Manoa Dojo has the following features:

Create and join study sessions

User profile

Calendar

Leaderboard

Chatroom

My Contributions to Manoa Dojo

One of my earliest contributions to Manoa Dojo was logo for it. After our group came up with the name “Manoa Dojo”, I decided to make the logo look Eastern-styled, since a dojo is a place where martial arts are practiced. The green and white color of the logo was meant to make it resemble the University of Hawaii logo. Four versions of the logo were created before we voted on the one you can see on the webapp today.

My second major contribution was the Leaderboard. In order to keep the theme of dojo, I incorporated belts of different colors. Just like belts in Karate and martial arts, the belts in Manoa Dojo represented your progress and “rank” amongst the users. Originally, belts were supposed to be a counter for a user’s rank in the leaderboard (i.e black belt for the #1 ranked user, white for the lowest ranked user), however it wasn’t a very good comparison since you can’t drop down in belt ranks in real life martial arts, and there are only so many belts that some users may not even get a belt of their own. So in order to make things more fair and realistic, the belts now display for each user with their designated rank based on participation.

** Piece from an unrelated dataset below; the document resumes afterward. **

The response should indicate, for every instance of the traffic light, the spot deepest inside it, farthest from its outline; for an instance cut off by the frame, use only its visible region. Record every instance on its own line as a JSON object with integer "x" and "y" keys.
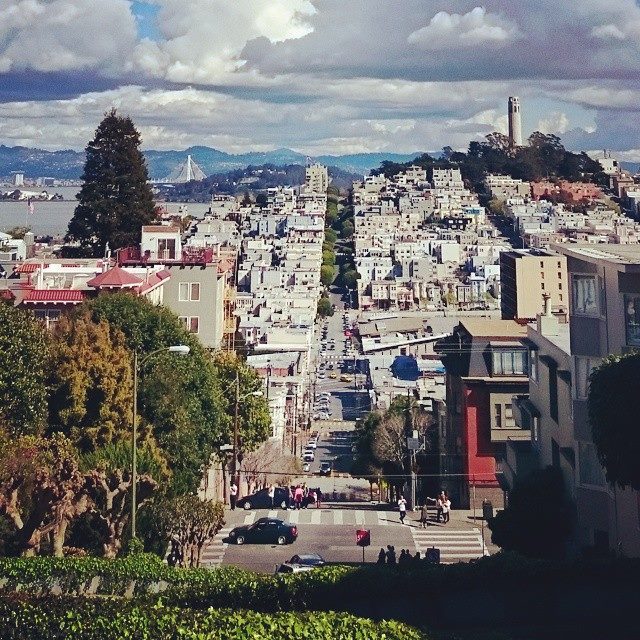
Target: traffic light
{"x": 363, "y": 537}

Other contributions included deployment and minor spell and grammar checks.

Reflections

If I learned one thing from this project, it would be the importance of teamwork when working in a group. I myself wasn’t feeling too confident in my javascript; I knew what I had to do but didn’t always know the proper way to implement it. Thankfully my group members were able to cover for me and clean up my code to get it to work properly. Likewise, I was the only member of my group to have experience with photoshop, which came in handy when making a logo and other pictures. Each of us brought a specific set of skills to the table when helping design Manoa Dojo. All of us applying these different skills eventually culminated in the completed version of Manoa Dojo.